Why did the State not seek independent valuation for €2k social housing rents?

Padraig Conlon 12 Apr 2021

State housing authorities have signed up to 25-year long-term leases for social housing without undertaking any independent valuation.

This is according to records released to Social Democrats TD and party Housing Spokesperson Cian O’Callaghan, following a freedom of information (FOI) request, which revealed housing authorities carried out no independent valuation on €2,000 monthly rents proposed as part of a deal to lease 87 apartments for social housing in Dundrum in 2019.

Deputy O Callaghan says he is now calling on Minister for Housing Darragh O’Brien to explain how this happened.

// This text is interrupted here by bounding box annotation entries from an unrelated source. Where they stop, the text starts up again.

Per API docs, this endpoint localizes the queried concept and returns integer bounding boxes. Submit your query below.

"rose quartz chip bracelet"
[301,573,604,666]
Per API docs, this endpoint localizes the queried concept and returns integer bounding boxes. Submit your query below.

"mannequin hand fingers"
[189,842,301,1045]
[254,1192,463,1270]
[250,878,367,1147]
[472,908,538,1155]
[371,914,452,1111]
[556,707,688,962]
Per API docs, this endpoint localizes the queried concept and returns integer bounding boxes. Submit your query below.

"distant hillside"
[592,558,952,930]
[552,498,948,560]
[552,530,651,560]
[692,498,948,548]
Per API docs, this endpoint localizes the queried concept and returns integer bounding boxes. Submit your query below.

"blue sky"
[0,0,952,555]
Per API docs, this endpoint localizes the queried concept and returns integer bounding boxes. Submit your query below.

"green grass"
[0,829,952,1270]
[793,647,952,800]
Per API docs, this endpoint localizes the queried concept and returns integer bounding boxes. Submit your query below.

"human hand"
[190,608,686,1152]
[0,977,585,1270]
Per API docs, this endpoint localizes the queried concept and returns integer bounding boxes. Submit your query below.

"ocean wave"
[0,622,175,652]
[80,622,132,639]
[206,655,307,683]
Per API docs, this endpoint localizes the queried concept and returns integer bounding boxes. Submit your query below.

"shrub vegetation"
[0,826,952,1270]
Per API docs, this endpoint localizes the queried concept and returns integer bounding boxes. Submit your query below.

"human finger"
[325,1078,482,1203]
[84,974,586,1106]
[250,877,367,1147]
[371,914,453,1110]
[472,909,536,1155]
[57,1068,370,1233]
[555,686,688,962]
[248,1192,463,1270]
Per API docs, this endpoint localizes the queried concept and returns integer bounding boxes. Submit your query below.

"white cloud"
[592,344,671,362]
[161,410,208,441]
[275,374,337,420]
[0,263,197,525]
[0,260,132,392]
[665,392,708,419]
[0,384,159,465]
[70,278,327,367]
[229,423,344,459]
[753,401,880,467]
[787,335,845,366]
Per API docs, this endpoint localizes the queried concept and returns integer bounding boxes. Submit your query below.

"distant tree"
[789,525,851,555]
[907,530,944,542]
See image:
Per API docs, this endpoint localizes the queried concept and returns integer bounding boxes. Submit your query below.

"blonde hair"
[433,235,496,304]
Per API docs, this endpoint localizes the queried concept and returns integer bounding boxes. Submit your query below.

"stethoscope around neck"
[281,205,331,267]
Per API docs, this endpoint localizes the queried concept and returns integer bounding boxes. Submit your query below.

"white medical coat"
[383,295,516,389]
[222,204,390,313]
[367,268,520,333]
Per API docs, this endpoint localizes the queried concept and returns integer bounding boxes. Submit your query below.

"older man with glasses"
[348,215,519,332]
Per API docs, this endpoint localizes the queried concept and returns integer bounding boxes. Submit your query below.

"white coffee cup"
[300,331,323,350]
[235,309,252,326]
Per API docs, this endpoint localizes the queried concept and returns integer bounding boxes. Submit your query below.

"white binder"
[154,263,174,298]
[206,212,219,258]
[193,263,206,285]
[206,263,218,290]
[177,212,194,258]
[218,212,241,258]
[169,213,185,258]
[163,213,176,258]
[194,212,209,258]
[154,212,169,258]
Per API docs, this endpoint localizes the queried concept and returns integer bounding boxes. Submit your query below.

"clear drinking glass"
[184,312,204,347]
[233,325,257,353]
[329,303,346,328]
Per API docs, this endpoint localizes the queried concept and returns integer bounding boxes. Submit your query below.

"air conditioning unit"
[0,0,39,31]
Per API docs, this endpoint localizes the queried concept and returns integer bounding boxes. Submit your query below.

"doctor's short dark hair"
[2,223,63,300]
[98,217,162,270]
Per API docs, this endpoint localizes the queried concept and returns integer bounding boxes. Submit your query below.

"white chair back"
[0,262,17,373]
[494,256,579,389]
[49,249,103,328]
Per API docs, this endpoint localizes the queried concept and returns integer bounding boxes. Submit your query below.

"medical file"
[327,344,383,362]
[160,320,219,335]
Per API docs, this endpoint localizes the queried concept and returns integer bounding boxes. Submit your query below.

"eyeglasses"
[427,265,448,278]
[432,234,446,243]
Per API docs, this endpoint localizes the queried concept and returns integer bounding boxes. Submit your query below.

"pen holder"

“With the approval of the Department, Dún Laoghaire Rathdown County Council signed up to a long-term lease for 87 homes without undertaking any independent valuation of market rents in the area,” Deputy O Callaghan said.

“Instead, the council relied entirely on valuations supplied by the developer.

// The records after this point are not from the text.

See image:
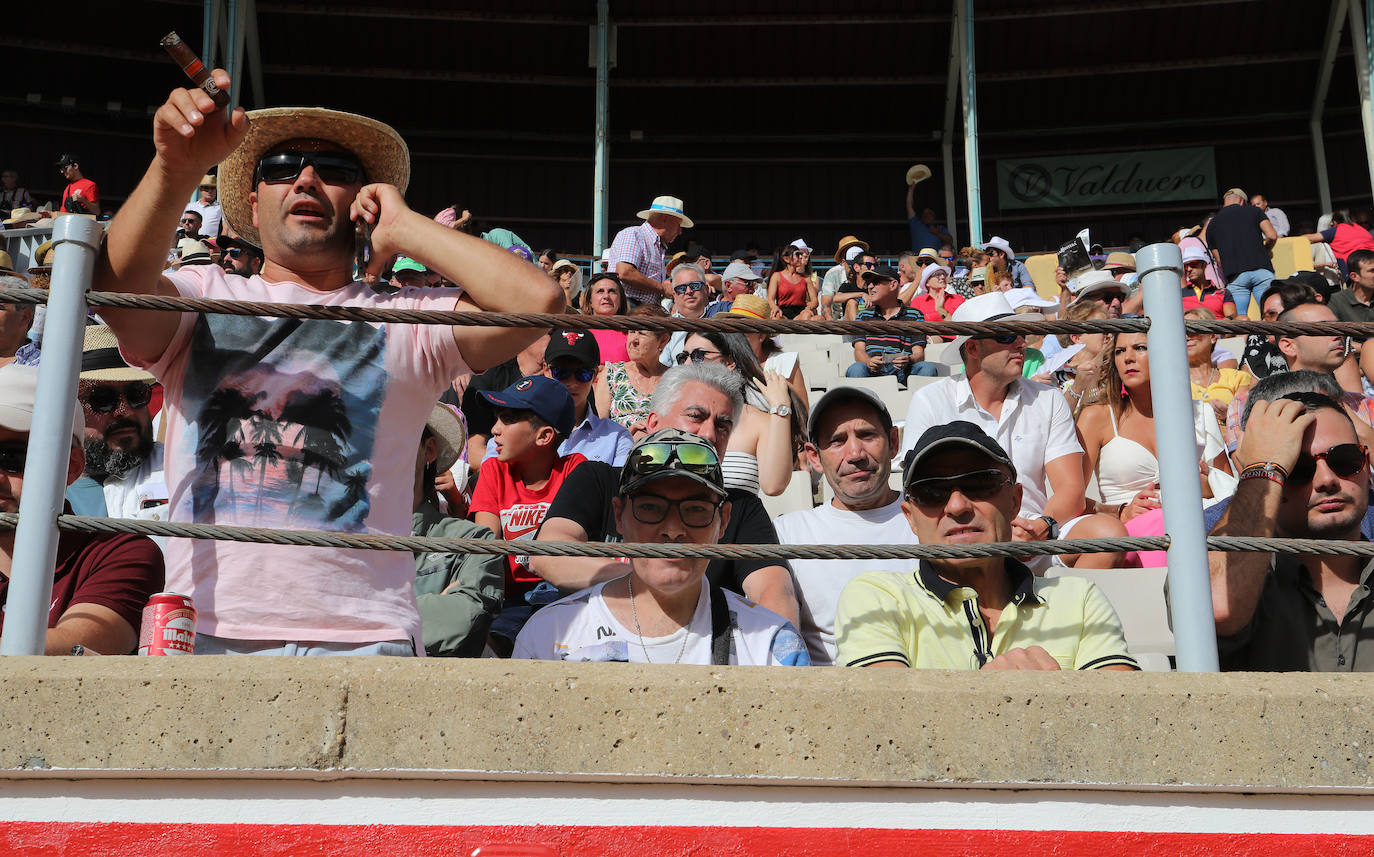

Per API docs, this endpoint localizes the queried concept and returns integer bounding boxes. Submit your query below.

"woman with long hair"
[595,304,672,433]
[768,244,820,320]
[1077,334,1234,524]
[677,332,807,497]
[581,273,629,363]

“At Herbert Hill in Dundrum, rents of more than €2,300 per month per unit are being paid out by the State based on market rents calculated by the developer’s agents.

“I cannot understand why the Department of Housing gave the green light to this multi-million euro contract without insisting on an independent valuation of market rents.

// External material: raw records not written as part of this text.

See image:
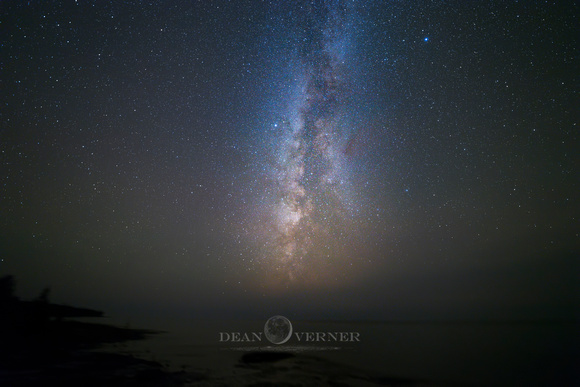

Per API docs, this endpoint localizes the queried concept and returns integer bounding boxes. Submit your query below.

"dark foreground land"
[0,321,448,387]
[0,321,201,386]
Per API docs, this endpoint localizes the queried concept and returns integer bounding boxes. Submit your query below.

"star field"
[0,0,579,316]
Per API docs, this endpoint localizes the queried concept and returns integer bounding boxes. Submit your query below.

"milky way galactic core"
[255,1,368,281]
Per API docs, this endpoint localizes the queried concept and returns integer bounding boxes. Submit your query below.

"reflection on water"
[97,320,580,385]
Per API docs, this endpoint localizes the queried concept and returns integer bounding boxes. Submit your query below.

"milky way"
[266,2,362,281]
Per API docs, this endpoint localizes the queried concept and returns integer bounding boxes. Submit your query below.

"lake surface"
[96,319,580,386]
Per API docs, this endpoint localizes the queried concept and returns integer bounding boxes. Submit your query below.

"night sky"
[0,0,580,319]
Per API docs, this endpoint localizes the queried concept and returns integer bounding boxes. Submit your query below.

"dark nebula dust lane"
[0,0,580,319]
[255,1,368,283]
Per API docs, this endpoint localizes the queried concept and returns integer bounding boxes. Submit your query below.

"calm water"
[97,320,580,385]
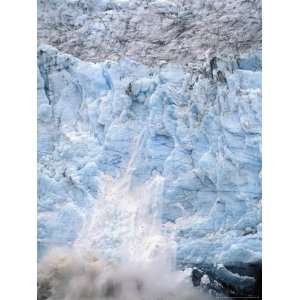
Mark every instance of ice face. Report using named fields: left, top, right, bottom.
left=38, top=44, right=261, bottom=288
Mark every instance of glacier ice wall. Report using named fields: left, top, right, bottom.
left=38, top=44, right=261, bottom=280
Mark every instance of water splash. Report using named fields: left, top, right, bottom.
left=38, top=135, right=209, bottom=300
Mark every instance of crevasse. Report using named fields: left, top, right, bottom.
left=38, top=44, right=261, bottom=292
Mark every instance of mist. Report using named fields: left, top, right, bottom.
left=38, top=248, right=212, bottom=300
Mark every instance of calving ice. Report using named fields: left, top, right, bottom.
left=37, top=0, right=261, bottom=300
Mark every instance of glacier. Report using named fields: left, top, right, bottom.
left=38, top=43, right=261, bottom=296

“The lack of due diligence is indefensible.

“The State should be using its bulk purchasing power to drive down rents – not support high rent levels sought by developers.”

Back in November 2019, when the State agreed the long-term lease with German real estate fund Realis for the Herbert Hill apartments, many argued that rent the council will pay over the duration of the lease will end up exceeding what Realis paid for the complex.

“The Minister must explain how widespread the practice of signing leases without independent valuations is and what measures he has put in place to ensure this never happens again,” Deputy Callaghan said.

“The use of long-term leasing of social housing from developers instead of purchasing or building homes has grown significantly in recent years.

“Long-term leasing is poor value for money for the State, which is left with no asset at the end of the lease period, while providing a win-win deal for developers.”